Six of one is minus half a dozen of the other
Here’s the problem: the texture of a surface determines its smoothness. A highly textured surface (such as rubber) is has a lot of friction; a perfectly smooth surface (such as glass) has zero texture. It would seem, then, that we must make a trade-off between friction and texture.

Nevertheless, I thought that it might be possible to find a surface that would not force me too hard onto the horns of that dilemma. So I gathered together lots of different surfaces and tested them. I carried out two tests, one of which proved in practice to be useless. The useful test was for smoothness. I laid the Magic Mouse down sideways on the surface and tilted it upwards until the mouse began to slip downwards. The angle at which it started to slip was concomitant with the smoothness of the surface.

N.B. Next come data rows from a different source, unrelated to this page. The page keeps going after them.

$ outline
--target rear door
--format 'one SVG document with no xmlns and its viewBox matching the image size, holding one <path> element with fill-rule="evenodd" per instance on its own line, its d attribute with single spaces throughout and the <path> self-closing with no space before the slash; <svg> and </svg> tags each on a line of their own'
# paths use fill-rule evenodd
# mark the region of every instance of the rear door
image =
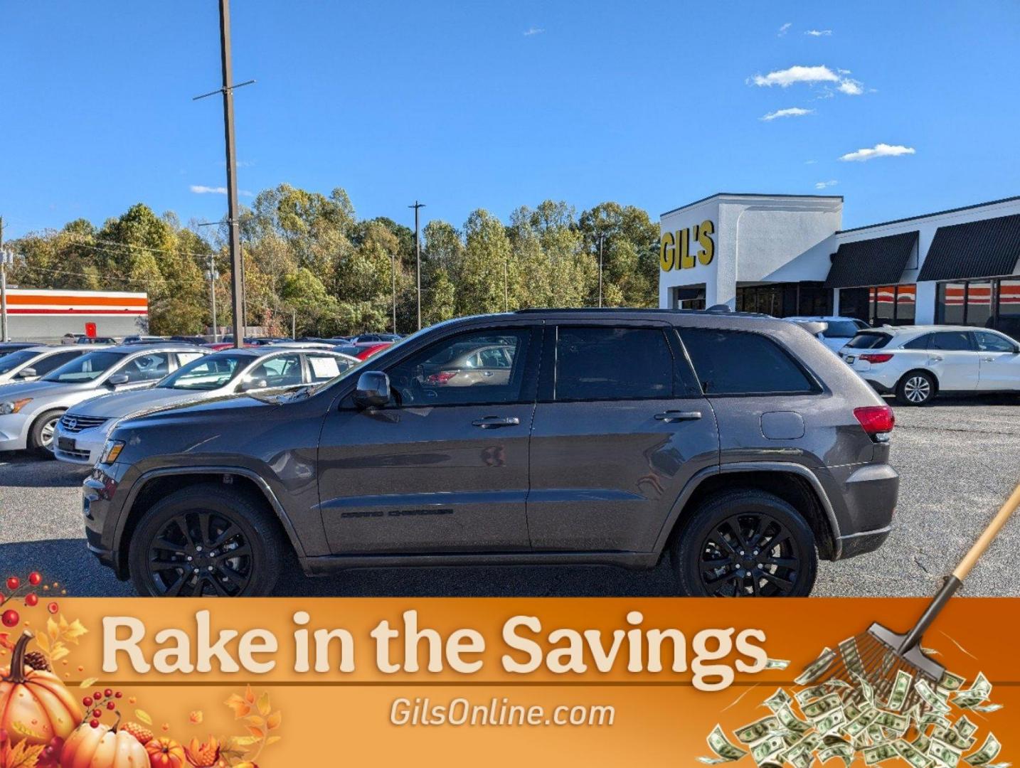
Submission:
<svg viewBox="0 0 1020 768">
<path fill-rule="evenodd" d="M 666 323 L 547 323 L 527 525 L 538 551 L 648 552 L 718 463 L 708 401 Z"/>
<path fill-rule="evenodd" d="M 979 358 L 977 389 L 983 391 L 1020 390 L 1020 353 L 1017 344 L 999 334 L 975 330 Z"/>
<path fill-rule="evenodd" d="M 931 335 L 925 366 L 938 377 L 938 389 L 974 392 L 980 371 L 974 335 L 969 330 L 938 330 Z"/>
</svg>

The shallower the angle of first slippage, the smoother the surface.

I used this test on lots of surfaces: silk, Tyvek, polished furniture wood, plain printer paper, glossy photo paper, matte photo paper, Corian, brushed aluminum, a number of different plastics, and a ceramic tile. The hands-down winner came as a surprise. 

Recall the most recent experience you had with a product encased in a heavy plastic that must be cut apart to free the product. That plastic is infuriatingly tough; I have always thought that they should put dieting foods inside such cases in the expectation that the user will expend more calories getting the package open than the food contains. 

That’s the stuff. I just happened to have a big sheet of it from something I bought years ago. I have a strange habit of squirreling away odd materials that might just come in handy someday, and this single case justified all my squirreling. The stuff is so smooth that the mouse began slipping at an angle of only 8º — most other materials needed 15º to 20º. It feels silky smooth in use, too. 

But could such a material provide enough texture for the mouse to work? Yes! Here’s a photograph showing how the surface reflects a bright light at a 45º angle:

MouseSurface

Note the graininess along the borders of the bright spot. That graininess does not come from the light or the reflection: it is introduced by the plastic itself. Something about this plastic gives it an internal optical texture! The result is super-slick. To prevent it from slipping, I placed it on top of a rubberized mat.

The Saga Continues
But I wasn’t yet done. My work desk sits in a corner of my office:

OldDeskLayout

As you can see, the Mac is on the left, the main display and keyboard face directly into the corner, and the secondary monitor is on the right. The mouse is also on the right; this means that there’s very little space available for the mouse surface. I cut an oddly shaped pieces of mouse-surface plastic and rubber mat to fit into the available space: 

IMG 0001 2

Then came that moment of wild inspiration, of vaulting creativity: I asked, “Why must the second monitor sit on the right side of the main monitor? Why couldn’t it be placed on the left side?”

As it happens, there were perfectly good reasons for this arrangement when I first set up my desk fifteen years ago. But those reasons have long since evaporated, and yet I retain the old arrangement. This is a perfect example of the way that some ideas get so set in our minds that we are blind to their flaws. It took me five minutes to reverse the monitor arrangement and rearrange all the wiring. The result looks like this:

NewDeskLayout

and I now have many microhectares of space for my mousing around.